Published online by Cambridge University Press: 30 September 2009
The distinctive biblical emphasis of the Junius poems, above all, indicates that they possess a common hermeneutic. This critical term has been invoked so frequently in recent scholarship, acquiring a bewildering range of connotations, that its use here is undertaken with some trepidation. But biblical hermeneutics has historically addressed the processes by which meaning is extracted from canonical texts, and this may justify its mention in connection with the Junius poems, if only to assist in establishing a general point that bears on many of the arguments of the present study.

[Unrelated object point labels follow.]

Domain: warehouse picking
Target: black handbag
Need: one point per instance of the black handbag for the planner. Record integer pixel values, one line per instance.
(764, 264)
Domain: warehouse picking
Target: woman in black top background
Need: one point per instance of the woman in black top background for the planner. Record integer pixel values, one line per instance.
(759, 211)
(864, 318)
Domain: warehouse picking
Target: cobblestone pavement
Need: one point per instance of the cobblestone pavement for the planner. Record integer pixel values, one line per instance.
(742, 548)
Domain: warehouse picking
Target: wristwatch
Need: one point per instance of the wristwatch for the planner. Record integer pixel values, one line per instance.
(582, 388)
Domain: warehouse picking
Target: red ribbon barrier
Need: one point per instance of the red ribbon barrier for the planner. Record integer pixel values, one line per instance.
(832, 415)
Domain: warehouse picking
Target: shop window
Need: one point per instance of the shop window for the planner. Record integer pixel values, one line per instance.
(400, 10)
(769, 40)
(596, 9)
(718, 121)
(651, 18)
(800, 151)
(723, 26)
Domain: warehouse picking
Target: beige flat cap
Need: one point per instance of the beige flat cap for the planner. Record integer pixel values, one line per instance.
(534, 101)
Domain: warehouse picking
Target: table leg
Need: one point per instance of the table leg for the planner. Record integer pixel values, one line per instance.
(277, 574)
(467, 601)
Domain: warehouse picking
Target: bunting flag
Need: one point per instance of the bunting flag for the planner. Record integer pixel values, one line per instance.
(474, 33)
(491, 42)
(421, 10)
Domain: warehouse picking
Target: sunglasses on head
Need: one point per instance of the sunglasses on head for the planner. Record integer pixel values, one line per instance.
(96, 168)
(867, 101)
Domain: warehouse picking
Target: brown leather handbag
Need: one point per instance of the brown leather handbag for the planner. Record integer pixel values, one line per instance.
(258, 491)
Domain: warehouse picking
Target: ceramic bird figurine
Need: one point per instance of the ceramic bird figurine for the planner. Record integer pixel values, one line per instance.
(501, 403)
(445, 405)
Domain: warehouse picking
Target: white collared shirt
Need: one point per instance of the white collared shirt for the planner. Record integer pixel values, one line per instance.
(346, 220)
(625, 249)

Genesis, Exodus and Daniel all embody reflexes of a known source–the canon of the Old Testament. It is true that each of the compositions preserved in Junius 11 stands in a fundamentally different relationship to the biblical text, but it does not appear that any of their verse sets out deliberately to flout the meaning of scripture. The Junius poets' individual responses to biblical, or biblically derived, texts must in some measure be seen to reflect their preferred interpretations of matter drawn from (or going back to) the Old Testament. As we observe in texts emerging from all phases in the transmission of biblical texts, the words of scripture frequently may be construed in multiple senses and the import of entire episodes often defies intuitive apprehension. The present study has thus striven to identify interpretative difficulties in the texts of Genesis, Exodus and Daniel and to establish the Junius poets' varying responses to these textual cruces as precisely as possible.
The preceding chapters are centrally concerned with the characteristic features of the biblical interpretations extracted by Anglo-Saxon poets from their source-texts–especially the texts of the Old Testament.